Independent mortgage banks (IMBs) and mortgage subsidiaries of chartered banks reported a pretax net loss of $645 per loan in the first quarter of 2024, a significant improvement from the $2,109 loss per loan in Q4 2023, according to the Mortgage Bankers Association’s (MBA) latest quarterly performance report. This marks the eighth consecutive quarter of net production losses, but the reduction in losses indicates a positive trend. Marina Walsh, MBA’s vice president of industry analysis, noted that production revenue rose above the historical average while production costs declined, leading to an improvement in the production bottom line by almost 50 basis points during the quarter.

Improved Financial Performance and Market Stability

The first quarter of 2024 saw 59% of mortgage companies turning a profit, the highest level in eight quarters, up from 29% in Q4 2023. The average pretax production loss improved to 25 basis points (bps) from 73 bps in the previous quarter. This improvement coincides with a more stable secondary mortgage market, where spreads have narrowed since their peak in the fall of 2023. Additionally, housing inventory has increased from last year's lows, although it remains below pre-pandemic levels. The average production volume per company rose to $384 million, up from $359 million in Q4 2023, with the average company producing 1,193 loans, up from 1,170 loans.

Mortgage Rates and Applications Show Positive Trends

Mortgage rates in the U.S. have dipped below 7% for the first time in over a month, with the average 30-year fixed loan rate at 6.94%, down from 7.02% the previous week, according to Freddie Mac. This marks the third consecutive week of declining rates, which is expected to provide some relief to buyers. The Mortgage Bankers Association (MBA) reported a 1.9% increase in mortgage applications for the week ending May 17, continuing a three-week upward trend. This rise in applications aligns with a decrease in average mortgage rates, which reached a seven-week low due to expectations of lower inflation.

Broader Implications for the Mortgage Market

The reduction in net production losses and the stabilization of mortgage rates suggest a more favorable environment for mortgage lenders and borrowers alike. The MBA's forecast for the remainder of 2024 anticipates $1.8 trillion in origination volume, with mortgage rates expected to end the year at 6.5%. Chief economist Mike Fratantoni predicts a major rebound for the mortgage market over the next two years, with origination volumes projected to reach $2 trillion in 2025 and $2.28 trillion in 2026. Mortgage rates are expected to fall to 5.9% in 2025 and 5.7% in 2026, indicating a more stable and potentially lucrative market for lenders.
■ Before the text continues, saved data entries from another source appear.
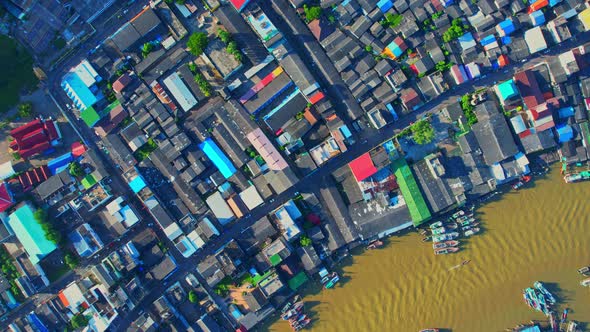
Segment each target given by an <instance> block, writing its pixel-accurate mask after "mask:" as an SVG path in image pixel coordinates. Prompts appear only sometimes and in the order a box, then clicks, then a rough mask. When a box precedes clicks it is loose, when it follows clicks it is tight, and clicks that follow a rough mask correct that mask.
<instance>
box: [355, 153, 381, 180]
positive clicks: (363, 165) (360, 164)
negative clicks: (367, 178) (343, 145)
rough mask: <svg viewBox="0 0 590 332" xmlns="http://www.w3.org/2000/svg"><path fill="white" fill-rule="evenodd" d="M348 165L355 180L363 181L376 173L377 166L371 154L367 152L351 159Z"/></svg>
mask: <svg viewBox="0 0 590 332" xmlns="http://www.w3.org/2000/svg"><path fill="white" fill-rule="evenodd" d="M348 166H349V167H350V170H351V171H352V174H353V175H354V178H355V179H356V180H357V181H363V180H364V179H366V178H368V177H369V176H371V175H373V174H375V173H377V168H376V167H375V165H374V164H373V160H372V159H371V155H370V154H369V153H368V152H367V153H365V154H363V155H362V156H360V157H358V158H356V159H355V160H353V161H351V162H350V163H349V164H348Z"/></svg>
My Perspective on the Market Trends

The recent data from the MBA and other sources highlight a cautiously optimistic outlook for the mortgage market. The improvement in financial performance for mortgage lenders, coupled with a more stable secondary mortgage market and declining mortgage rates, suggests that the market is on a path to recovery. However, challenges such as limited housing supply and high property prices continue to weigh on sales. The Federal Reserve's future actions on interest rates will be crucial in determining the market's trajectory. If inflation continues to show signs of easing, we could see further declines in mortgage rates, providing additional support to the housing market.

Street Views

  • Marina Walsh, MBA (Cautiously Optimistic on the mortgage industry):

    "While the first quarter of 2024 marks the eighth consecutive quarter of net production losses, these losses were less severe than the previous two quarters. In basis points, production revenue rose above the historical average and production costs declined. This led to an improvement in the production bottom line by almost 50 basis points during the quarter."
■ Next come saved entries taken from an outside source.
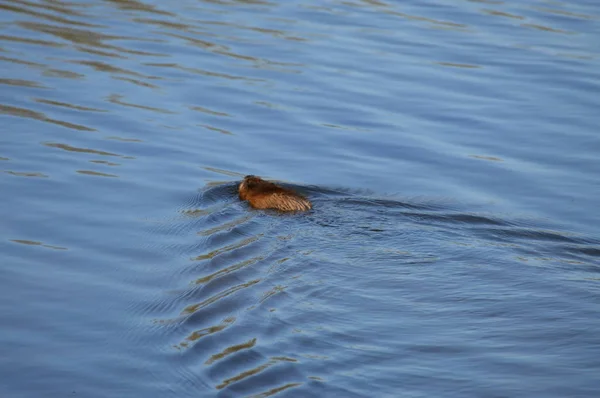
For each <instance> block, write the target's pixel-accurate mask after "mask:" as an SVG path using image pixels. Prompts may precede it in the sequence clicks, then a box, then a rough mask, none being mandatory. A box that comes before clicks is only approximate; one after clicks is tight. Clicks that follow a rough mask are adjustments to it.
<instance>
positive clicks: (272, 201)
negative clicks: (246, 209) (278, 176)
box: [238, 175, 312, 211]
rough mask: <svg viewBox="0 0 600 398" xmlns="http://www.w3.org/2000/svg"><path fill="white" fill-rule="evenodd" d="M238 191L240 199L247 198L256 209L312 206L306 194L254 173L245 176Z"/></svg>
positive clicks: (239, 187)
mask: <svg viewBox="0 0 600 398" xmlns="http://www.w3.org/2000/svg"><path fill="white" fill-rule="evenodd" d="M238 192H239V195H240V200H247V201H248V203H250V206H252V207H254V208H255V209H277V210H281V211H306V210H310V209H311V208H312V204H311V203H310V201H309V200H308V199H306V198H305V197H304V196H302V195H300V194H298V193H296V192H294V191H292V190H290V189H286V188H283V187H281V186H279V185H277V184H273V183H272V182H269V181H265V180H263V179H262V178H260V177H256V176H252V175H250V176H246V177H244V180H243V181H242V182H241V183H240V186H239V188H238Z"/></svg>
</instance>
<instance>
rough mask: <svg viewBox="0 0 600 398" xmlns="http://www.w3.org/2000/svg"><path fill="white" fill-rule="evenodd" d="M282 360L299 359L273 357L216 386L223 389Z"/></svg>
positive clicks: (228, 379)
mask: <svg viewBox="0 0 600 398" xmlns="http://www.w3.org/2000/svg"><path fill="white" fill-rule="evenodd" d="M281 362H298V360H297V359H294V358H286V357H273V358H271V360H270V361H269V362H267V363H264V364H262V365H259V366H257V367H255V368H252V369H248V370H245V371H243V372H242V373H239V374H237V375H235V376H233V377H230V378H228V379H225V380H223V382H222V383H221V384H218V385H217V386H216V388H217V390H220V389H223V388H225V387H227V386H228V385H230V384H233V383H237V382H239V381H242V380H244V379H246V378H248V377H250V376H254V375H257V374H259V373H261V372H263V371H264V370H266V369H268V368H270V367H271V366H274V365H277V364H279V363H281ZM294 384H295V385H299V384H300V383H294Z"/></svg>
  • Mike Fratantoni, MBA (Bullish on future mortgage market):

    "We expect $1.8 trillion in origination volume this year, with mortgage rates expected to end the year at 6.5%... A major rebound for the mortgage market over the next two years is anticipated with $2 trillion in origination volume in 2025 and $2.28 trillion in 2026. Mortgage rates should fall to 5.9% in 2025 and 5.7% in 2026."